Utilizan las más fútiles necedades para justificar las agresiones e invasiones. Quieren hacer ver a nuestros gobernantes como criminales de guerra y traficantes de drogas. Se valen de su superioridad militar, la complicidad de la clase pudiente de nuestros países, la propaganda para amenazar y manipular, acusan a nuestros gobiernos para invadirlos: que tienen armas de destrucción masiva, que violan los derechos humanos y las libertades “democráticas”, etc. Valiéndose de esas burdas acusaciones, destruyen y (destruyeron) civilizaciones enteras; los despojaron de su territorialidad y trataron (tratan) de cambiarnos nuestra forma ancestral de costumbres y creencias religiosas.
Los animales no son capaces ni de perversidad cultivada ni de satanismo elaborado como estos engendros. No les falta canibalismo. Quizá sea esta devoración entre semejantes lo que ha dado lugar a diversos mitos, fábulas y arquetipos, desde la madre y el padre terrible hasta la vampiresa.
Los venezolanos por nuestra formación y cultura, somos un pueblo amante de la paz y la libertad…, ese bien supremo que nadie puede amar más que un venezolano. Precisamente, por habernos visto privados de ella por mucho tiempo.

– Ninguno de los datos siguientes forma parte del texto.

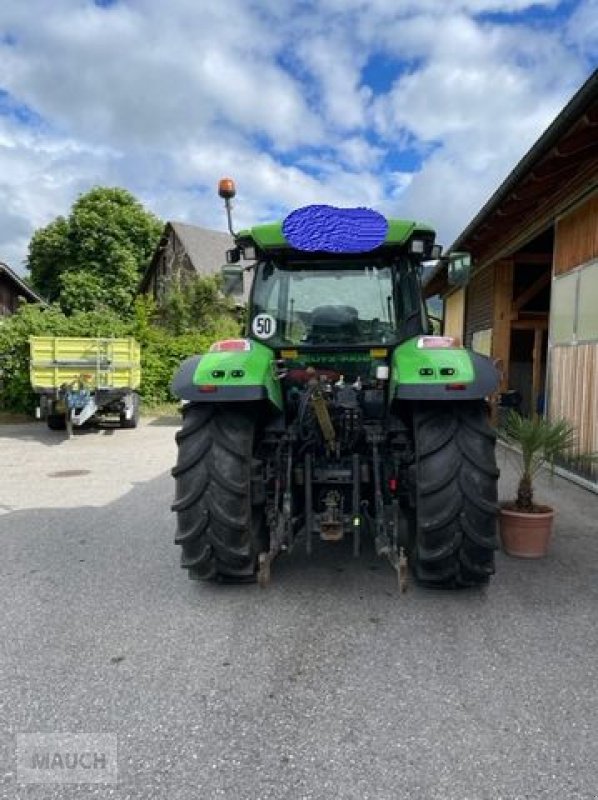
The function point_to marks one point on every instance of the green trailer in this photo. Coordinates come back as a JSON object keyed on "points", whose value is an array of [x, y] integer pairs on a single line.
{"points": [[80, 380]]}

La hora de los pueblos pobres del mundo es tremenda. O nos hundimos en las tinieblas de la esclavitud por un milenio, o conseguimos el triunfo decisivo. El imperio-sionista gringo, por la fatalidad, por el imperio de unos pocos hombres fatídicos, están empeñados en frustrar el sueño más maravilloso de la sobrevivencia de los seres humanos, ese sueño que acariciamos desde las primeras edades… No me refiero al terror, el terror resulta necesario en las grandes revoluciones, cuando hay que extirpar los atavismos supervivientes de la sociedad burguesa. El terror de la revolución francesa está muy santificado en los altares políticos del mundo, pero el terror inquisitorial será execrado eternamente…, como lo será en su día el terror del imperio sionista gringo; ese terror que hace morir ignominiosamente a los seres humanos, a los idealistas más puros, a los que sacrificaron toda su vida para lograr la libertad política por la que se inmolaron y lucharon los más grandes genios y Héroes de la Humanidad…; y esos monstruos, esos traidores al ideal libertario, no sólo producen terror con sus crímenes inauditos, sino que provocan una reacción mundial…, porque, eso que se llama sionismo-imperialista ¿qué es?…, sólo una caricatura del fascismo del nazismo; el mismo tipo de dictadura, el mismo tipo de estado, el mismo tipo de esclavitud. Con una sola diferencia: esos dictadores europeos que suscitaron en su tiempo todos los impulsos atávicos, los están resucitando, los Estados Unidos, la OTAN e Israel.

Resulta imperativo, en una época masificante y hedonista como la nuestra, contradicha por abismos de miseria, de neurosis, de taras heredadas y de adicción a las drogas como medio de escape destructor, luchar por el afinamiento de aspiraciones cualitativas del alma y no entregarse al personalismo cuantitativo alimentado por la publicidad del consumo.

—De una nueva sociedad capaz de disfrutar de otros bienes que los ofrecidos por la industria consumista, sión-imperialista.

¡Gringos Go Home!
¡Pa’lante Comandante, estamos contigo! Lucharemos. Viviremos y Venceremos.
Hasta la victoria siempre y Patria socialista.
¡Libertad para los cinco héroes de la Humanidad!